You might be able to save a little money if cable/streaming providers offered a la carte packages and you could stop paying for ESPN -- but no cable/streaming providers are offering that level of a la carte packaging. So while you might not need a cable/streaming package that includes ESPN if you only want to watch Iowa/Big Ten sports, finding a package that includes BTN and FS1 but not ESPN/ESPN2 could be challenging.

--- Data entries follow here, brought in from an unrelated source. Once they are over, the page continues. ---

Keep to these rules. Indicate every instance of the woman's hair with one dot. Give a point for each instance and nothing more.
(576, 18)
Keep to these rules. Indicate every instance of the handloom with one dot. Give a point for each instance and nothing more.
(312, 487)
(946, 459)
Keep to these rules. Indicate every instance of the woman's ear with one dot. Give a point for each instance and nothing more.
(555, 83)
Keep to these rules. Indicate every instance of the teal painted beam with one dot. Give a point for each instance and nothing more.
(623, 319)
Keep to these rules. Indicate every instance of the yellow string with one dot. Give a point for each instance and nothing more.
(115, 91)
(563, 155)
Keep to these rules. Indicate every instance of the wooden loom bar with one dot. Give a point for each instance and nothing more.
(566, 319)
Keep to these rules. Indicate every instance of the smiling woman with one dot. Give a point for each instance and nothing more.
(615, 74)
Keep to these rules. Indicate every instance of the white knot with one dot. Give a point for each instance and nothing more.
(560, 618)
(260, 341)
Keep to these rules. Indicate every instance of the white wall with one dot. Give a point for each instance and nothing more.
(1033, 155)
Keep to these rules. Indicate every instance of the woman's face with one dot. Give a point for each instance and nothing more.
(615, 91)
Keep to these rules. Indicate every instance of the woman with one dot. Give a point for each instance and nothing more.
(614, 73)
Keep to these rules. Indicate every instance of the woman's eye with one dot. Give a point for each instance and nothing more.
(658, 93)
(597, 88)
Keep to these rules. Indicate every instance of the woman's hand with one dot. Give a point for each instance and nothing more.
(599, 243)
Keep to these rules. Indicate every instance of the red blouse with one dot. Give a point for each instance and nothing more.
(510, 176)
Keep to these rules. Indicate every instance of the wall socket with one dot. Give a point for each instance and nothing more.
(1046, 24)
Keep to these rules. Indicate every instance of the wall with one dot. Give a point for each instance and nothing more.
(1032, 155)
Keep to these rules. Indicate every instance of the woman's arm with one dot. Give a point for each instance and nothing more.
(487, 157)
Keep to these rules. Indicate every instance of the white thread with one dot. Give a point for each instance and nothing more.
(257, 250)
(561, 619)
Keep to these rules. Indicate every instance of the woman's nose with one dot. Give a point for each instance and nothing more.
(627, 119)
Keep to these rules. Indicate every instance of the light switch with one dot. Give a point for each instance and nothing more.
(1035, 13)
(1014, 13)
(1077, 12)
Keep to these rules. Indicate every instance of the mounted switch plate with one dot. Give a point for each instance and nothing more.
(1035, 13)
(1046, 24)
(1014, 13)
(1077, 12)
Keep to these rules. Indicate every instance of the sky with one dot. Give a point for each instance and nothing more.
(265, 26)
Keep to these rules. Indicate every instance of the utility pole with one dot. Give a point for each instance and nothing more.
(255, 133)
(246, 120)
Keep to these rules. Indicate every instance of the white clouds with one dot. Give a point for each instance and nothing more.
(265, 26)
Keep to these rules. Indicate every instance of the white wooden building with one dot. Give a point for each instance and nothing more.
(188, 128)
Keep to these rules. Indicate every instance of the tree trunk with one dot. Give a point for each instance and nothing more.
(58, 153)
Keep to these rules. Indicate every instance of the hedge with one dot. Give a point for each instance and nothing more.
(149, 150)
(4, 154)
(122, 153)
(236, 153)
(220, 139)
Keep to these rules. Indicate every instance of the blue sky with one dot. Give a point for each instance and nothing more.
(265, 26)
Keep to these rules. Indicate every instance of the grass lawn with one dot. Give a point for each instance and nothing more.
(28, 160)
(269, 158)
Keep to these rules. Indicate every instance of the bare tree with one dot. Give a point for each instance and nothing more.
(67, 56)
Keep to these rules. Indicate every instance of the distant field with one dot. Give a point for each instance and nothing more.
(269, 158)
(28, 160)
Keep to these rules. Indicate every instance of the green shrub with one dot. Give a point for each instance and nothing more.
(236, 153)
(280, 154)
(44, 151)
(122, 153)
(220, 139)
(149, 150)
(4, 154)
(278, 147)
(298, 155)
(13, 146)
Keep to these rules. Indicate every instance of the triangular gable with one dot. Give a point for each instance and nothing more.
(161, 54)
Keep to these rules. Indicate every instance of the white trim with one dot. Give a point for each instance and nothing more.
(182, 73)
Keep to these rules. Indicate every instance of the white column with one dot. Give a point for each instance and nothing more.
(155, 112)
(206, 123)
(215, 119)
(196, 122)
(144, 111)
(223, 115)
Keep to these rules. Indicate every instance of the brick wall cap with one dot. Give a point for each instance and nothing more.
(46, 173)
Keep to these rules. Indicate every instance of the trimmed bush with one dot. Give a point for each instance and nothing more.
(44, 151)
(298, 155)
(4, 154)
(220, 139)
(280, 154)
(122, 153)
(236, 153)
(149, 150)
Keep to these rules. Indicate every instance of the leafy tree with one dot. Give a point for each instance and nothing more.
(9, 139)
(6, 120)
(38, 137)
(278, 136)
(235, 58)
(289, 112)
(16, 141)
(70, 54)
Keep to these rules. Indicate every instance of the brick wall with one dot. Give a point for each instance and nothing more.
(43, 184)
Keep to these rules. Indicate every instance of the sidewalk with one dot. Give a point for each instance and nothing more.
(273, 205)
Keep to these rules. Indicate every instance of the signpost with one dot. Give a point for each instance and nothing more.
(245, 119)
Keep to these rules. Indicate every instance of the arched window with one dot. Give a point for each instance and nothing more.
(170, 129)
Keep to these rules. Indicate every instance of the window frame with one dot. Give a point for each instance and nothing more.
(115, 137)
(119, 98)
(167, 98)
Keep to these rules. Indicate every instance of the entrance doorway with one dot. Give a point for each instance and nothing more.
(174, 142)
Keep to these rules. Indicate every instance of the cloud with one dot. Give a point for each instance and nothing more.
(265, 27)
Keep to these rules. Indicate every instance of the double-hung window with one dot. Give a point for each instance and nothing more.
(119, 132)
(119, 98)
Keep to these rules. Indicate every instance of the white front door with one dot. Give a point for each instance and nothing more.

And then there's the Peacock factor as well. FOX doesn't have their own affiliated streaming service (at least for now). CBS has Paramount+, but as noted earlier, there's no indication that Big Ten games in any sport will be airing exclusively on that service. It's only going to be used to provide a streaming option to watch games aired on CBS itself. But NBC has Peacock, which is a separate service with a separate fee -- and it will have exclusive broadcast rights to multiple Big Ten sporting events. You can gamble that Iowa won't be on Peacock for any football games (though my guess is that the Big Ten/NBC will try to ensure a broad mix of teams with a game aired on Peacock; they're not just going to dump four Rutgers games on that service), but it seems like a certainty that some Iowa MBB and WBB games will end up on Peacock. And if you like to watch Iowa sports outside of football and basketball, it sounds like there's an even greater likelihood of those sports being aired on Peacock.
So, in all likelihood, to continue watching Iowa sports under this new media rights deal, you're probably looking at paying for the same amount of coverage that you have now -- plus the cost of adding Peacock (if you're not already getting it now). Is that annoying? Sure. On the other hand, it also probably won't be a dramatic change in what you're doing now to watch Iowa -- it's just going to involve watching Hawkeye sports on some different networks (and/or streaming services).
As more details about the coverage plans for Big Ten sports under this new media right deal emerge, we'll be sure to discuss them further here, especially when it comes to things like sports other than football and men's basketball, and what the future of BTN+ might be. And remember that this arrangement doesn't start until next year, with the fall 2023 season. For the next 12 months, you'll be watching Iowa sports in the same places you've been watching it for the last few years -- BTN, FOX, FS1, and, yes, ABC and ESPN/ESPN2.